Let's go

🎇Ice Cream, Flower, and Sword🎇

Ini cerita bakal ada manis-manisnya gitu.

Happy reading dear....

****

"Sudah selesai meditasinya?" tanya Chan di ambang pintu ruang latihan.

Aza terkejut kecil, ia menghampiri Chan yang menunggunya di depan pintu. Di sana, Aza bersama Felix yang baru selesai meditasi. "Felix, aku rasa kau juga harus mengajak Minho meditasi, itu bagus untuk melatih pengendalian kekuatannya," ucap Chan. Felix mengacungkan ibu jarinya pada Chan.

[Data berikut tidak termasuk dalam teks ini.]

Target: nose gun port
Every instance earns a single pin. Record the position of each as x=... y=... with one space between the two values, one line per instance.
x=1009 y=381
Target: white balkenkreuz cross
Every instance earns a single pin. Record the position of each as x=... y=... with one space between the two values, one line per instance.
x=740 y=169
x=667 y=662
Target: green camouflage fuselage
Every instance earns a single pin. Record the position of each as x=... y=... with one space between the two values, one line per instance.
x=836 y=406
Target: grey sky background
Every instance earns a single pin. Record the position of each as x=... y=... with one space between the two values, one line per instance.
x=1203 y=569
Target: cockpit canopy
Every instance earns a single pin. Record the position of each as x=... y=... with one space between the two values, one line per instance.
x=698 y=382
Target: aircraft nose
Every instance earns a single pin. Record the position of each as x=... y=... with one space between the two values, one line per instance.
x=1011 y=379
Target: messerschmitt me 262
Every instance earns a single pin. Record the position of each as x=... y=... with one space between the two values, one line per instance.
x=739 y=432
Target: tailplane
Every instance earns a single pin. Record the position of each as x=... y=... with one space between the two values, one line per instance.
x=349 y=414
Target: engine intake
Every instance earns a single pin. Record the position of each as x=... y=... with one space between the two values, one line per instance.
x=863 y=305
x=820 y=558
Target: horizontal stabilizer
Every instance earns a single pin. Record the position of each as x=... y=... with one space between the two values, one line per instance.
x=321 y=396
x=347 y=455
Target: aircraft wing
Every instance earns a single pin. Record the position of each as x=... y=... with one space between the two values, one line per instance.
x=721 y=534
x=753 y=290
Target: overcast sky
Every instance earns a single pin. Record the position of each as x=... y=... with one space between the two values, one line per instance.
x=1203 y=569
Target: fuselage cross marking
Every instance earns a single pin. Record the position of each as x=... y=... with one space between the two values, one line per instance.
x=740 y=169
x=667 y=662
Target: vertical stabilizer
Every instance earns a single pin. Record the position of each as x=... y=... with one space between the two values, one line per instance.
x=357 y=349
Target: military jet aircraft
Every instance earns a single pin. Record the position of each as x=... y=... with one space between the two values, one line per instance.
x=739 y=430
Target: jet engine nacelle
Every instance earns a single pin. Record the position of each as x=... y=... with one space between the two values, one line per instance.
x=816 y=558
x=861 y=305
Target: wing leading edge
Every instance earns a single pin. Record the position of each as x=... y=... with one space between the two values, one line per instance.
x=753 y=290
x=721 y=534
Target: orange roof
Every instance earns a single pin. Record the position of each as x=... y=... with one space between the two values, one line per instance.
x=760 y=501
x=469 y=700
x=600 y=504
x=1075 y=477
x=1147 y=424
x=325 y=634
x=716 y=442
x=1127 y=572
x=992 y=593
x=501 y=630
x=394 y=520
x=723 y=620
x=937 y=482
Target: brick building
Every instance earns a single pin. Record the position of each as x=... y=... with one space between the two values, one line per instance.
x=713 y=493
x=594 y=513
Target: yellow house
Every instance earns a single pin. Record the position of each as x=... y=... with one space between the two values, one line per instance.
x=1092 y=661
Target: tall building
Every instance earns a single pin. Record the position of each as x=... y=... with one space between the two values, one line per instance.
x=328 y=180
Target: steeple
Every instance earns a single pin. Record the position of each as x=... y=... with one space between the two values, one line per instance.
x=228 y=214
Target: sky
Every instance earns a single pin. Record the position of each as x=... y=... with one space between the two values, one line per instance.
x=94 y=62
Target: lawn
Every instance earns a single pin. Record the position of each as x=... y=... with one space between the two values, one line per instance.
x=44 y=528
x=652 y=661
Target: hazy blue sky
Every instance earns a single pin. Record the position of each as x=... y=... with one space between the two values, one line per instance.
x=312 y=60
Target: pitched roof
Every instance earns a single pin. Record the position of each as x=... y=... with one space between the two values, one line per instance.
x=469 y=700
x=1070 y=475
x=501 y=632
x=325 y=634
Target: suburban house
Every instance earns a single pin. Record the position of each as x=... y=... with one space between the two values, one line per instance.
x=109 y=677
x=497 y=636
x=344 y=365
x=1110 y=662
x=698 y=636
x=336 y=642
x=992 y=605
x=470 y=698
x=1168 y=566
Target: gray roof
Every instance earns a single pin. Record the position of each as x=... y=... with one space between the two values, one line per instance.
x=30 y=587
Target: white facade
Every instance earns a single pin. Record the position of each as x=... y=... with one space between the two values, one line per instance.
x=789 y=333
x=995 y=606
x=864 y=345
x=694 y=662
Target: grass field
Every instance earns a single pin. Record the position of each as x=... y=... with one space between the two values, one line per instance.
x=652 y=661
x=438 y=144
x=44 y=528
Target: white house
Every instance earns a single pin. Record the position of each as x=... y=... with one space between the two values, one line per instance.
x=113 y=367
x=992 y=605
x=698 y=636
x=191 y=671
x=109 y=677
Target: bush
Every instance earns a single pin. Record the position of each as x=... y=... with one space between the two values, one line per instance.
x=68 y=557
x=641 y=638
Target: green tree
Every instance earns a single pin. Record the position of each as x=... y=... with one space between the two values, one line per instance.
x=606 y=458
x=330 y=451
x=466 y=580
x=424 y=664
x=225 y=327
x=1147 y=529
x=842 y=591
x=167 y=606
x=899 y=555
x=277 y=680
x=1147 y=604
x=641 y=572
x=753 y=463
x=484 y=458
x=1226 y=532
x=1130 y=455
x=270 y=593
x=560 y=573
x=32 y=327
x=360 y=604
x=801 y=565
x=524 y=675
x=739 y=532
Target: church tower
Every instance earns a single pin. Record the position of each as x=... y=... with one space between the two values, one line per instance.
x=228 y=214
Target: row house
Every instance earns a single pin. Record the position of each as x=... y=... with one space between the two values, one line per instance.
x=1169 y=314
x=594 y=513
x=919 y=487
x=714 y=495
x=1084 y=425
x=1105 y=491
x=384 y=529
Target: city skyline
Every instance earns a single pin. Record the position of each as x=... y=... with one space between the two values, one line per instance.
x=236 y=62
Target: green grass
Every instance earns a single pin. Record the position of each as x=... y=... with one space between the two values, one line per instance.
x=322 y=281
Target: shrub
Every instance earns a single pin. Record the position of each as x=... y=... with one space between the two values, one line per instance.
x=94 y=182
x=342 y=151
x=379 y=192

Chan menoleh pada Aza. "Ayo, ganti pakaianmu, 30 menit lagi ku tunggu di depan."

"Hm?"

Chan menggusap tengkuknya yang tak gatal. "Kita jalan-jalan sebentar, ada toko es krim yang baru buka di dekat sini. Aku rasa kau belum pernah benar-benar menikmati kehidupan di bumi karena mencari para pangeran dan terlibat dengan Aliansi," jawab Chan.

Aza membuka mulutnya. "Aaa.. Iya, kau benar. Baiklah, aku ganti pakaian dulu," ucapnya. Chan tersenyum tipis, Aza keluar menuju kamarnya, Chan mengamati punggunya hingga tak terlihat.

"It's date, right?" suara Felix membuat Chan tersentak, ia sempat tak menyadari keberadaan saudara satu Klan nya itu.

"A-anu... Aku hanya mengajaknya refreshing. Setidaknya sebelum ia kembali ke sana, ia juga bisa merasakan bagaimana hidup di bumi." Chan beralasan.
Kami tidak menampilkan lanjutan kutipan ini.